Construction navale sur lac Ontario

James Yeo joignit les rangs de la marine royale britannique en 1782, à l’âge de dix ans. Promu lieutenant en 1797, il se tailla rapidement une réputation d’intrépide en menant des expéditions audacieuses contre Cesanatico Harbour en 1800 et contre Muros Harbour en 1805. À Muros Harbour, il prit d’assaut le fort avec ses cinquante hommes et captura le corsaire français, le Confiance. Il fut alors nommé commandant du Confiance et en devint capitaine en 1807.

Yeo s’empara du bastion français de Guyane pour le régent du Portugal. À la tête d’une armée mixte, portugaise et britannique de quatre cents hommes, il attaqua une forteresse dont la garnison comptait mille deux cents hommes et deux cents canons. Cet exploit lui valut le titre de chevalier, au Portugal.

En mars 1813, Yeo devint commodore et commandant en chef des forces navales britanniques sur les Grands Lacs canadiens. À la fin de mai 1813, l’escadre de Yeo soutint Sir George Prevost lors de l’attaque de Sackett’s Harbour dans l’État de New York, mais échoua dans sa tentative de détruire le navire américain, le General Pike. En juin, Yeo collabora avec le général John Vincent dans un affrontement à Stoney Creek, où ils repoussèrent une invasion américaine.

En août et en septembre, la flotte de Yeo, constituée alors de six brigantins, de plusieurs goélettes et de deux nouveaux vaisseaux, le Wolfe et le Royal George, engagea, dans plusieurs assauts, la flotte américaine commandée par Isaac Chauncey.
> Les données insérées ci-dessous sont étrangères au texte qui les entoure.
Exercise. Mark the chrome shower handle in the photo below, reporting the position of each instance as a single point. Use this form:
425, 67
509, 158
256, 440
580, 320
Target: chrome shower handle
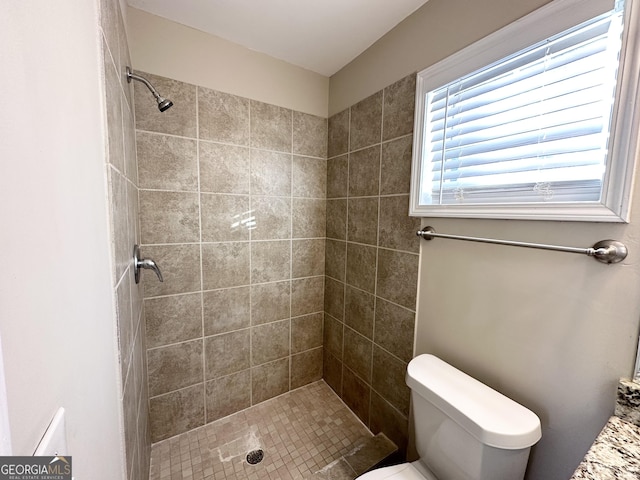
139, 263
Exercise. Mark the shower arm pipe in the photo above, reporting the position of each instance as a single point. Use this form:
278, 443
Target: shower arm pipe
605, 251
133, 76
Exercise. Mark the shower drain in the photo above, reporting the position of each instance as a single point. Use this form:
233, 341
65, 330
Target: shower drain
255, 456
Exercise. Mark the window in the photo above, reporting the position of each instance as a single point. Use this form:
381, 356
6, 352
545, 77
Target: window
547, 131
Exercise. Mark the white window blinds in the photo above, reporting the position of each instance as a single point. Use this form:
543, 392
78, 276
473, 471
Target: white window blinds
533, 127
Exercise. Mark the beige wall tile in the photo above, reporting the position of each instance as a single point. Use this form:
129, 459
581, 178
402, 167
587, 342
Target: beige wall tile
336, 259
226, 353
361, 266
338, 134
270, 173
399, 102
270, 302
307, 295
126, 330
224, 168
337, 219
308, 257
362, 224
269, 380
332, 371
223, 117
173, 319
166, 162
270, 261
398, 277
364, 172
308, 218
366, 122
271, 127
385, 418
338, 176
225, 265
309, 177
394, 328
356, 394
169, 217
396, 166
388, 379
174, 367
118, 212
357, 353
306, 367
130, 158
113, 100
397, 228
306, 332
270, 342
272, 217
334, 298
309, 135
224, 217
179, 119
359, 307
176, 412
227, 395
333, 336
226, 310
180, 266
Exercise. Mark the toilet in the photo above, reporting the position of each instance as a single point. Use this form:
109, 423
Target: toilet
464, 429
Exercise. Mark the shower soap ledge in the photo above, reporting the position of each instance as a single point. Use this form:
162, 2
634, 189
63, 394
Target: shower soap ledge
368, 454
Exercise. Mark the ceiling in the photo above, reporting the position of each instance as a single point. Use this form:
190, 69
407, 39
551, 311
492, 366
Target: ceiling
319, 35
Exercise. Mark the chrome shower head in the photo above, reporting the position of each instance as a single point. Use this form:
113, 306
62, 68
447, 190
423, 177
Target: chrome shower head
163, 103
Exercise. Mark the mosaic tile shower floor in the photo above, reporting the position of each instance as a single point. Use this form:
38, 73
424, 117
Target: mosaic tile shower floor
301, 432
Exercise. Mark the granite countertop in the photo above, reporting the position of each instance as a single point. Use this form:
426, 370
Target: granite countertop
615, 454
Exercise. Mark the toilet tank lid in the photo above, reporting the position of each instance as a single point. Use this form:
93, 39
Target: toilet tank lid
488, 415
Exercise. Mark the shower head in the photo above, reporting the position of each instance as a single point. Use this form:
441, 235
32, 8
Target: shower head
163, 103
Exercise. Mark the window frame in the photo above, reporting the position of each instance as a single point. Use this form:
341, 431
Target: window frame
543, 23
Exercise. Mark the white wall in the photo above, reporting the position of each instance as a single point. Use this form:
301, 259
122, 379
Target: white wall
554, 331
175, 51
433, 32
56, 307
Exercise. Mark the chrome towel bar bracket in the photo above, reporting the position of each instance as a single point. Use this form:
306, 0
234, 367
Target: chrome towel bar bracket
605, 251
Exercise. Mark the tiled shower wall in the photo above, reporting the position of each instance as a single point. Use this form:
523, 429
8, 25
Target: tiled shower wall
232, 209
371, 258
122, 174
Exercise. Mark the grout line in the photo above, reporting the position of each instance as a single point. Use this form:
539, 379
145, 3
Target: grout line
251, 195
204, 363
291, 167
375, 285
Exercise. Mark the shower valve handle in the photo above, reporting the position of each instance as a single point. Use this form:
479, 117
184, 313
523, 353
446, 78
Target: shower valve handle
139, 263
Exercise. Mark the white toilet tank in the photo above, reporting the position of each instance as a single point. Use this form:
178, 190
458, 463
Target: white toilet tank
465, 430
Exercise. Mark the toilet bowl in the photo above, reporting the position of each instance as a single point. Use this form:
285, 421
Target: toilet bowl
465, 430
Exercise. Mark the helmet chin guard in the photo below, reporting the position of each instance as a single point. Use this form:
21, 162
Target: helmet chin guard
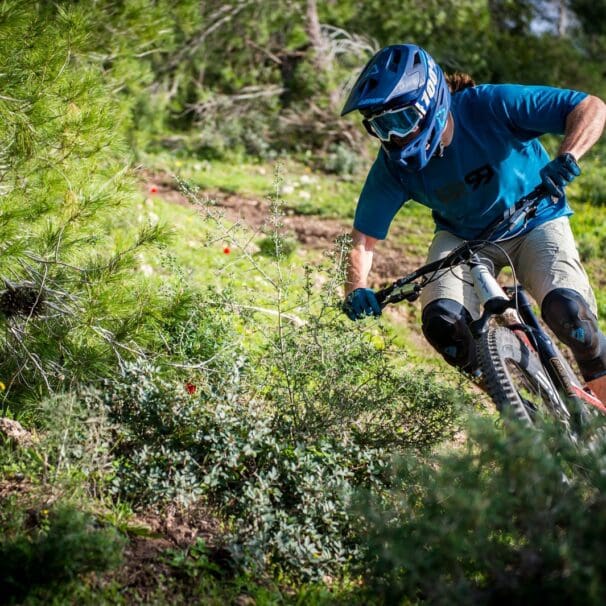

Aucun de ces affrontements ne fut concluant, mais ce genre de bataille éclair était tout à fait dans l’esprit des stratégies de Yeo dont l’intention était de réserver son escadre pour la défense du Haut-Canada, plutôt que de chercher à entraîner l’ennemi sur tous les fronts.

Si l’on en croit James L. Mooney, Chauncey et Yeo souffraient " d’une maladie qui sévit dans la marine : la crainte de la défaite supplantant le désir de la victoire ".

Un plan ambitieux de construction navale fut initié par Yeo durant l’hiver de 1813. Les Américains, sous le commandement d’Isaac Chauncey, construisaient frénétiquement de nouveaux bâtiments, et Yeo voulait les empêcher de prendre la maîtrise du lac Ontario. Cette course contre la montre allait se poursuivre jusqu’à la fin du conflit.

La demande, sans cesse croissante de Yeo, d’hommes et de munitions pour le lac Ontario, priva Robert Barclay sur le lac Érié, et George Downie sur le lac Champlain, des marins et de l’équipement militaire nécessaire au maintien de la force navale britannique sur ces lacs.

D’autres initiatives de Yeo empêchèrent de nouvelles invasions américaines : une première, le long des rives du Saint-Laurent, et une autre, à travers la péninsule du Niagara, en 1814. À la fin de cette année-là, Yeo fut rappelé en Angleterre afin de témoigner en cour martiale contre plusieurs officiers, dont Sir George Prevost, pour la perte de l’escadre britannique sur le lac Champlain.

Yeo fut fait chevalier à la fin de la guerre et on lui confia le commandement de la base navale de Portsmouth et, plus tard, celui de la flotte africaine. Il mourut de la fièvre pendant un voyage entre la Jamaïque et l’Angleterre, le 21 août 1818.